Telephone: +81-53-4352267 Fax: +81-53-4342910

Received: May 23, 2016
Peer-review started: May 23, 2016
First decision: June 17, 2016
Revised: July 12, 2016
Accepted: July 29, 2016
Article in press: August 1, 2016
Published online: September 26, 2016
Processing time: 120 Days and 8.5 Hours

Abstract

Cardiac involvement of sarcoid lesions is diagnosed by myocardial biopsy which is frequently false-negative, and patients with cardiac sarcoidosis (CS) who have impaired left ventricular (LV) systolic function are sometimes diagnosed with dilated cardiomyopathy (DCM). Late gadolinium enhancement (LE) in magnetic resonance imaging is now a critical finding in diagnosing CS, and the novel Japanese guideline considers myocardial LE to be a major criterion of CS. This article describes the value of LE in patients with CS who have impaired LV systolic function, particularly the diagnostic and clinical significance of LE distribution in comparison with DCM. LE existed at all LV segments and myocardial layers in patients with CS, whereas it was localized predominantly in the midwall of basal to mid septum in those with DCM. Transmural (nodular), circumferential, and subepicardial and subendocardial LE distribution were highly specific in patients with CS, whereas the prevalence of striated midwall LE were high both in patients with CS and with DCM. Since sarcoidosis patients with LE have higher incidences of heart failure symptoms, ventricular tachyarrhythmia and sudden cardiac death, the analyses of extent and distribution of LE are crucial in early diagnosis and therapeutic approach for patients with CS.

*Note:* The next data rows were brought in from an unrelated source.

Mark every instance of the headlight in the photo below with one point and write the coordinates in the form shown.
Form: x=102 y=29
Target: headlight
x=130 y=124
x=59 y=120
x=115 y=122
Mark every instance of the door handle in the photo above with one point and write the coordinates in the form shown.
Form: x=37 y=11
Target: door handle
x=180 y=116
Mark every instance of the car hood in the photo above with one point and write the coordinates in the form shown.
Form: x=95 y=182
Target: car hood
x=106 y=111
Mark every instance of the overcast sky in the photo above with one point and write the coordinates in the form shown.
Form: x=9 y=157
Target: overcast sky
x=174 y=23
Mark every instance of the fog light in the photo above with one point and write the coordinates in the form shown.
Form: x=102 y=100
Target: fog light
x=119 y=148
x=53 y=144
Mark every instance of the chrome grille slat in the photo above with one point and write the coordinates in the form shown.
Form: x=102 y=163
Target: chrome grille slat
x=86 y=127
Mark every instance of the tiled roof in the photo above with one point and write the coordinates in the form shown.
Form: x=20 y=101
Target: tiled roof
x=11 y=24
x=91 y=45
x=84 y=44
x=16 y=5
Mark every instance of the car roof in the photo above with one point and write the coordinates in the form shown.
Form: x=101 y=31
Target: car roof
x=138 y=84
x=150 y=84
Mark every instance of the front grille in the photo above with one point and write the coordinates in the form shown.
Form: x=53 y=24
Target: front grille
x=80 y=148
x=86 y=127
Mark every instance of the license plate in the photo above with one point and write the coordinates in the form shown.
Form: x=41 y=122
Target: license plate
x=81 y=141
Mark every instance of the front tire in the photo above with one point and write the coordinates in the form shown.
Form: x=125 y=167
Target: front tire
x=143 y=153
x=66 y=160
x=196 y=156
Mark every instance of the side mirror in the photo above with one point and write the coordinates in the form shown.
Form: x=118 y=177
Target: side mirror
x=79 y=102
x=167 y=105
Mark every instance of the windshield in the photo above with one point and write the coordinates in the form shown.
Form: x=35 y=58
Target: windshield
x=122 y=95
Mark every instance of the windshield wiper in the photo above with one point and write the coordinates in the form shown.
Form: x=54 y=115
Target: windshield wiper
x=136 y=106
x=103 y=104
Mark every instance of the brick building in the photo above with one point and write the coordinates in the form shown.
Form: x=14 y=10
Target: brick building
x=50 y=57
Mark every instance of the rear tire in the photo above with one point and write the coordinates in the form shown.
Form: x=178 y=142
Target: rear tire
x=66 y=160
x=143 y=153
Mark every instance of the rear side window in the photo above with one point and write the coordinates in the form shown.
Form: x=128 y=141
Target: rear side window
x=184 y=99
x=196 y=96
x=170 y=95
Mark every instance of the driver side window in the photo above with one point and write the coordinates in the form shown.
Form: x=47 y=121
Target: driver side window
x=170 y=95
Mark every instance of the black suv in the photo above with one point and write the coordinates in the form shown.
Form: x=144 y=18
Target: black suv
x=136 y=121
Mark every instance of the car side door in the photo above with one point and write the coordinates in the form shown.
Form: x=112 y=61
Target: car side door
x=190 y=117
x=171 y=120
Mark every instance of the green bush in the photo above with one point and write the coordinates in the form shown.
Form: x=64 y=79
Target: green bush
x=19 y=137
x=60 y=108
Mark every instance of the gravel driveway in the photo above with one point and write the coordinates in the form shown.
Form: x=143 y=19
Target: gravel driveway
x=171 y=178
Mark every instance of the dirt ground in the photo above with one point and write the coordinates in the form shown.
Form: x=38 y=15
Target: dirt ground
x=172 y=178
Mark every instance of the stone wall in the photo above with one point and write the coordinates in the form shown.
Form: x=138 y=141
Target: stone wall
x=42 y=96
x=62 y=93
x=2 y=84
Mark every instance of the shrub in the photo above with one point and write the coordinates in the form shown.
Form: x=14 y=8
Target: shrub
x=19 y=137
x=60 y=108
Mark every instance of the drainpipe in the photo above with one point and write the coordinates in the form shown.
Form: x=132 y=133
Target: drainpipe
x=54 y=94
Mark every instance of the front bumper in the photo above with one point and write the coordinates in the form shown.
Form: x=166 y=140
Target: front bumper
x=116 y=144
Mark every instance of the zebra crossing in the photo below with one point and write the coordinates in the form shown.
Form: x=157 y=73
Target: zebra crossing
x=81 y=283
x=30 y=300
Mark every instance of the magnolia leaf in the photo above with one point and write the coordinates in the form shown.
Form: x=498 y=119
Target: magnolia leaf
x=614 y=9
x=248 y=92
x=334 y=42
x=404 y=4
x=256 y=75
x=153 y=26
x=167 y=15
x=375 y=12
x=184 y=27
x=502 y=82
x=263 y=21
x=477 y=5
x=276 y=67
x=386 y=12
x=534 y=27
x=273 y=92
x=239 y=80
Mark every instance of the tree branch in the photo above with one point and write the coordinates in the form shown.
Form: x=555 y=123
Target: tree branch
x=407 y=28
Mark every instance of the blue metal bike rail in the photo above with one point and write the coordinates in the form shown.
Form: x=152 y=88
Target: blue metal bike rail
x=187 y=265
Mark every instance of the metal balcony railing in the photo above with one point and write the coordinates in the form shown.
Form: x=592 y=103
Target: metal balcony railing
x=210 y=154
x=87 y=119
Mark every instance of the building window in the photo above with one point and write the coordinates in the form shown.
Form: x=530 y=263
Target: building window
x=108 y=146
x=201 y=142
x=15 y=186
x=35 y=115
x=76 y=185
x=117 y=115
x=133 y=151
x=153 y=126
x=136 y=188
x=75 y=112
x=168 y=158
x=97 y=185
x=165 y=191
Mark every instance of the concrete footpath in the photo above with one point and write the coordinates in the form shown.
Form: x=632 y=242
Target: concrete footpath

Keywords: Magnetic resonance imaging; Late gadolinium enhancement; Sarcoidosis; Dilated cardiomyopathy; Diagnosis

Core tip: Late gadolinium enhancement (LE) in magnetic resonance imaging is a critical finding in the diagnosis of cardiac sarcoidosis (CS), but it is also observed in dilated cardiomyopathy (DCM). We review the significance of LE distribution in comparison with DCM. LE distributed into all ventricular segments and myocardial layers in CS, whereas it was localized predominantly in the midwall of ventricular septum in DCM. Transmural, circumferential, and subepicardial and subendocardial LE were highly specific in CS. Since patients with LE have more adverse cardiac events, the analyses of extent and distribution of LE are crucial for diagnosis and management of CS.